A new production decline affected the island and was followed by a period of economic stagnation. By the 1920s, Japanese immigrants settled in the island ad brought international technologies; simultaneously, the arrival of the motor boat and surrounding nets gave local fishing activities a boost, since they were previously restricted to where traditional methods functioned efficiently. As such, the usage of vogas became increasingly obsolete.

Throughout the first half of the 20th century, fishing helped the island become a local power again. Saco do Sombrio, previously used as anchorage point for slave ships and for long deserted, became the largest fishing port of the island. It would provide shelter from strong winds to up to 20-25 boats at once and would be home to 450-500 people. The place became so important that it was promoted to district status in 1944, along with Búzios, Vitória and Pescadores islands (under the collective name of "Paranabi"). Aside from fishing, handicraft products and seaweed collecting also gained strength.
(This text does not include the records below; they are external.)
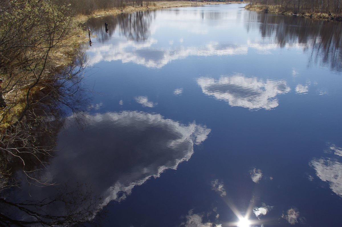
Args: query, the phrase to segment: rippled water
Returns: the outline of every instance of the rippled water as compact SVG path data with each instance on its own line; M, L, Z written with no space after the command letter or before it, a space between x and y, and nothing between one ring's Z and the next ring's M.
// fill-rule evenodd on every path
M340 225L341 24L243 6L86 24L95 92L46 174L89 185L101 226Z

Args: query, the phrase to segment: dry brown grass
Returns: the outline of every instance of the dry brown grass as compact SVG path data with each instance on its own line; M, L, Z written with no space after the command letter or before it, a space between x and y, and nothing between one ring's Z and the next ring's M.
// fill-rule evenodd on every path
M145 2L144 2L145 4ZM198 6L203 5L209 5L211 4L227 4L227 2L191 2L189 1L156 1L151 2L149 3L148 7L146 6L127 6L123 9L123 13L130 13L136 11L142 11L144 10L156 10L159 9L162 9L163 8L170 8L171 7L181 7L183 6L188 6L197 5ZM91 17L105 16L106 15L112 15L117 14L119 14L122 13L120 11L121 8L114 8L110 10L108 10L106 11L103 10L97 11L95 11L94 13L91 15L86 16L83 15L77 15L76 17L76 19L79 23L84 23L88 20L89 18Z
M246 9L249 10L265 12L266 11L267 7L265 5L253 5L252 6L250 5L248 5L246 6L245 8ZM295 14L293 12L282 10L282 9L280 9L279 8L279 6L278 5L269 5L267 12L270 13L316 18L327 20L342 21L342 17L340 15L334 14L329 15L327 13L320 13L317 12L310 13L306 12L301 12Z

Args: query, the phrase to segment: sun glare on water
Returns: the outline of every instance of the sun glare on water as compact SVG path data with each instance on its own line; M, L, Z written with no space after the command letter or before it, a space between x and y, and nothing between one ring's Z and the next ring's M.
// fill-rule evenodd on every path
M250 227L251 224L251 222L247 218L241 218L237 223L237 227Z

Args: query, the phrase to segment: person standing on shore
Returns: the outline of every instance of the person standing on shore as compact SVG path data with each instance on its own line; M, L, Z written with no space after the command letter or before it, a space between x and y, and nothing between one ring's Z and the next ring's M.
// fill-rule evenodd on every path
M0 85L2 83L3 80L0 78ZM6 107L6 103L5 101L5 97L2 94L2 90L1 89L1 86L0 86L0 107Z

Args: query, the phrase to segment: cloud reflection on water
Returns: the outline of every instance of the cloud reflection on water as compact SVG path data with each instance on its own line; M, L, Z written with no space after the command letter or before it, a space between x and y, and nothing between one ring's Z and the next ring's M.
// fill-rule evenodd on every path
M329 184L330 188L337 195L342 197L342 148L334 144L328 143L328 149L325 151L337 156L334 157L315 158L309 165L316 172L316 175L323 181Z
M182 45L176 47L173 46L172 43L169 44L168 47L157 48L153 47L154 44L158 42L156 40L152 38L145 42L140 43L128 40L119 41L116 45L93 47L89 50L94 53L89 64L93 66L102 60L121 60L123 63L132 62L148 68L159 68L172 61L191 56L246 54L248 49L247 46L214 41L199 46L186 46Z
M135 186L166 170L176 169L210 131L195 123L186 125L160 114L136 111L86 114L82 130L77 120L66 119L60 151L46 175L58 183L67 183L70 190L87 184L94 197L89 199L101 196L101 207L124 199ZM58 187L31 188L30 193L53 196Z
M276 96L291 90L284 80L264 82L240 74L222 76L218 80L202 77L197 82L205 94L227 102L232 106L250 109L276 107L278 101Z

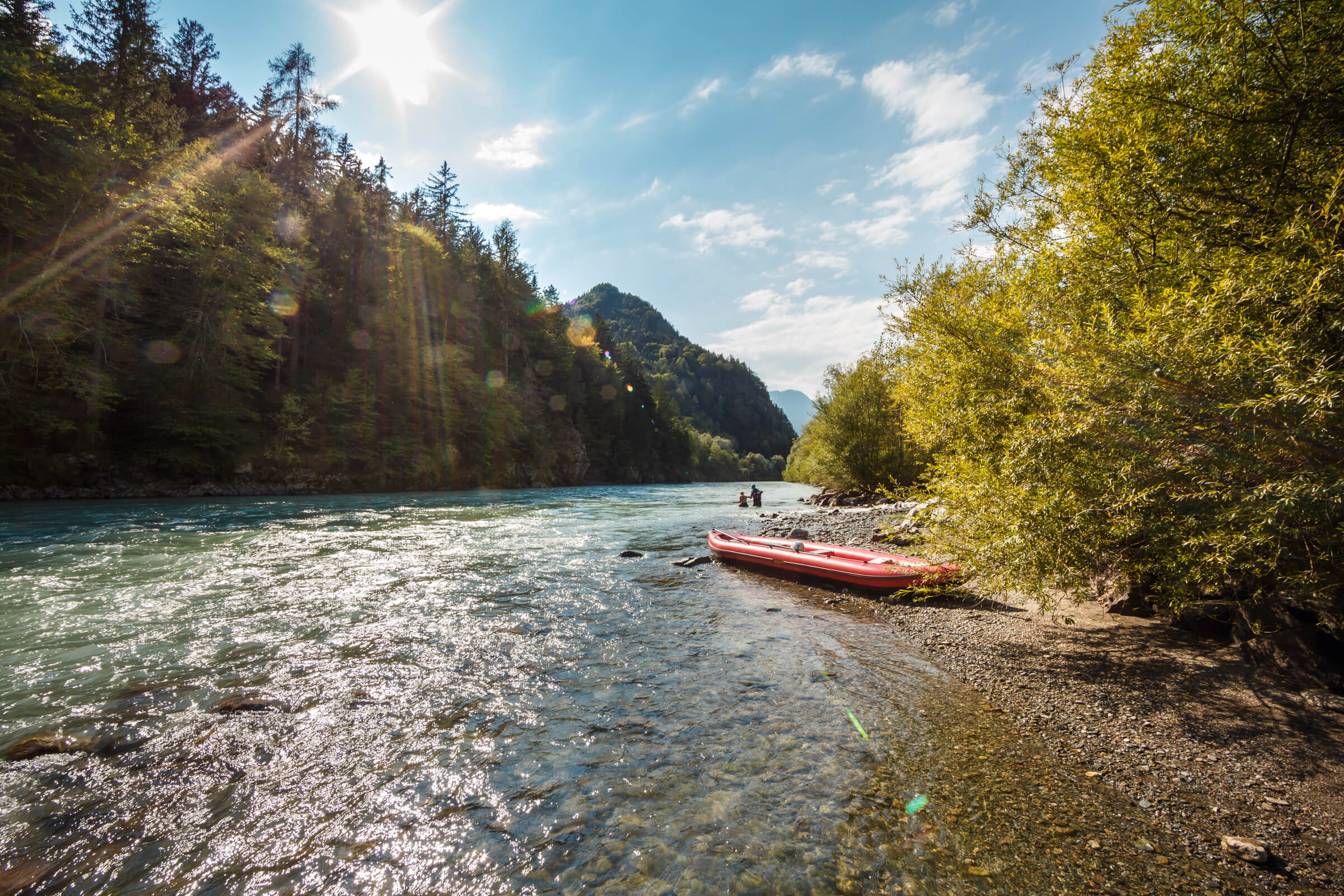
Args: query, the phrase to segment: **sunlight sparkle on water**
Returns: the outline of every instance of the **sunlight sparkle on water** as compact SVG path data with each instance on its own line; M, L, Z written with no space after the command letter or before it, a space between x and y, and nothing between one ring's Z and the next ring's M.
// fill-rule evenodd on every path
M368 70L387 81L398 102L427 103L430 75L450 71L430 40L430 26L446 7L441 3L417 13L398 0L382 0L358 12L340 12L359 40L359 55L336 77L336 83Z

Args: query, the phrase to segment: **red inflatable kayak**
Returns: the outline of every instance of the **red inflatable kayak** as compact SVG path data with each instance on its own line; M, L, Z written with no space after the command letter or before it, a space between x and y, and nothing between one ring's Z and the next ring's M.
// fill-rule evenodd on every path
M710 553L777 575L812 575L882 591L950 582L961 575L952 564L939 566L918 557L820 541L731 535L718 529L710 529Z

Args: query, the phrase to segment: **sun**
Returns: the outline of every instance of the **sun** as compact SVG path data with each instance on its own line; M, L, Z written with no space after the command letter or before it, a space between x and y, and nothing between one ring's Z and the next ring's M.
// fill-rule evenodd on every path
M441 3L429 12L411 12L398 0L380 0L358 12L339 11L359 42L359 52L335 83L367 70L387 82L398 102L427 103L430 75L452 71L430 40L430 26L446 8L448 3Z

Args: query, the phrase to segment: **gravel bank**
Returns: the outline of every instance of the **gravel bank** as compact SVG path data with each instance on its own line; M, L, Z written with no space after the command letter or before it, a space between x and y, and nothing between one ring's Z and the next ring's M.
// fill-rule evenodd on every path
M816 541L900 552L882 536L899 519L895 508L781 513L755 519L753 533L800 527ZM1150 811L1226 869L1226 889L1344 892L1344 715L1231 645L1095 604L1048 614L973 591L927 603L837 596L837 610L892 626L1060 760ZM1227 858L1223 836L1267 841L1274 861Z

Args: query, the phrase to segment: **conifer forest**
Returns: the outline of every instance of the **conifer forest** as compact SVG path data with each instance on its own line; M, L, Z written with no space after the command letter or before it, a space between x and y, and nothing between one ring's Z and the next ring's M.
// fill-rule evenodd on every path
M391 189L302 44L247 99L196 21L50 7L0 15L0 482L778 478L566 316L448 163Z

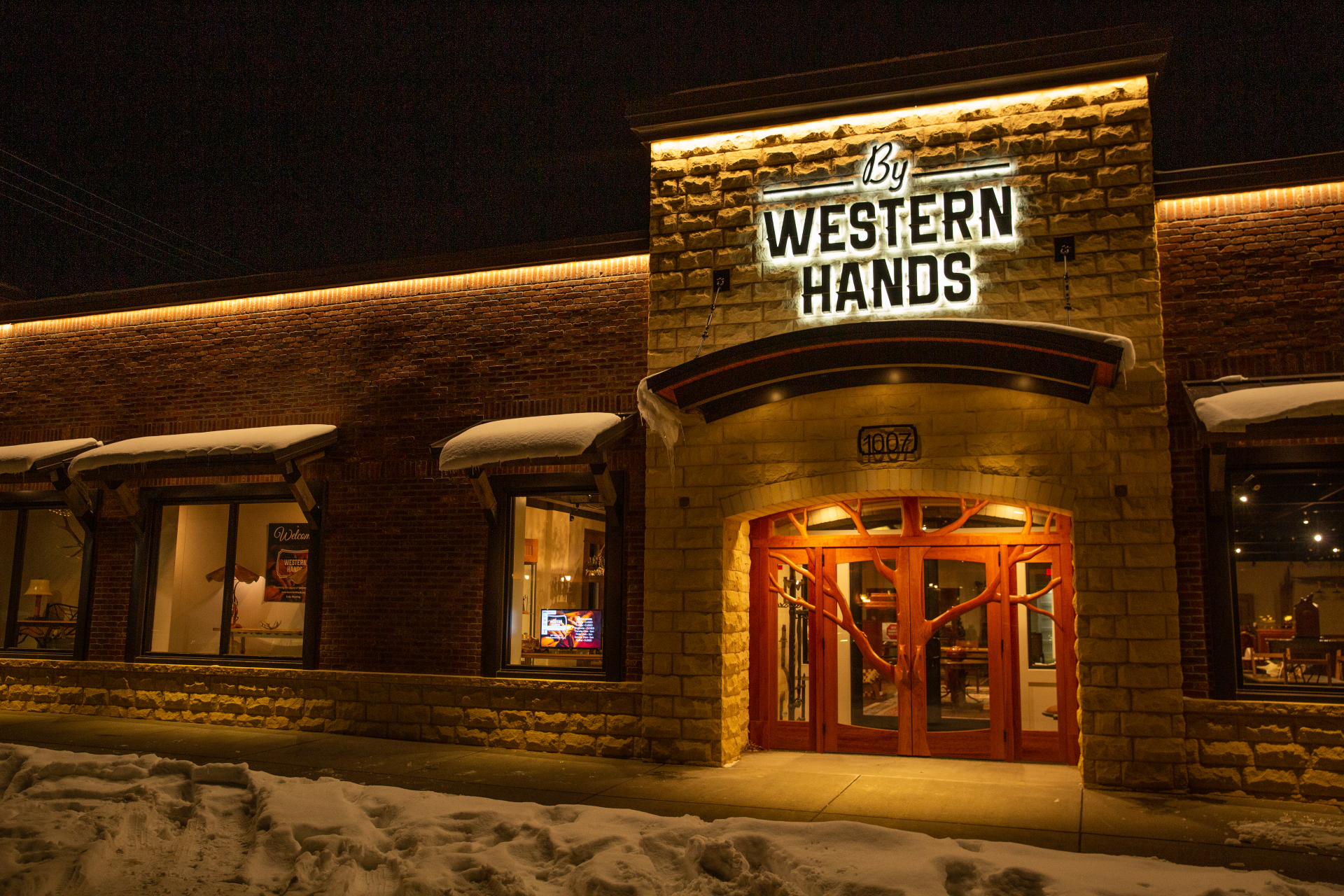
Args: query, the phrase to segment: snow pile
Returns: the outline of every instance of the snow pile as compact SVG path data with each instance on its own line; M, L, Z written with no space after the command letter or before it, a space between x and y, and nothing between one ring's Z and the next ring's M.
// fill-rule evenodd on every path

The latter was taught by the Japanese and reached its peak between 1925 and 1932.

=== Economic downfall and rise with tourism ===
From the 1930s on, the village suffered the consequences of the world crisis consolidated around that time, which joined the Constitutionalist Revolution and the consequent sea block which São Paulo was subjected to. Japanese immigrants left the area, causing many fishermen and crew members to become unemployed. From 1933 to 1938, fish around the island suddenly disappeared, increasing their poverty. As the state's countryside became ready for exploration with the opening of new roads and railways, many migrated in search of better opportunities. This exodus contributed to a recovery trend seen on the local forests.

Local land was sold at devalued prices and, from the 1960s on, tourism rose as an option to save the island's economy. The local infrastructure was improved and Ilhabela began to be sold as "symbol of adventure, pleasure and the wild".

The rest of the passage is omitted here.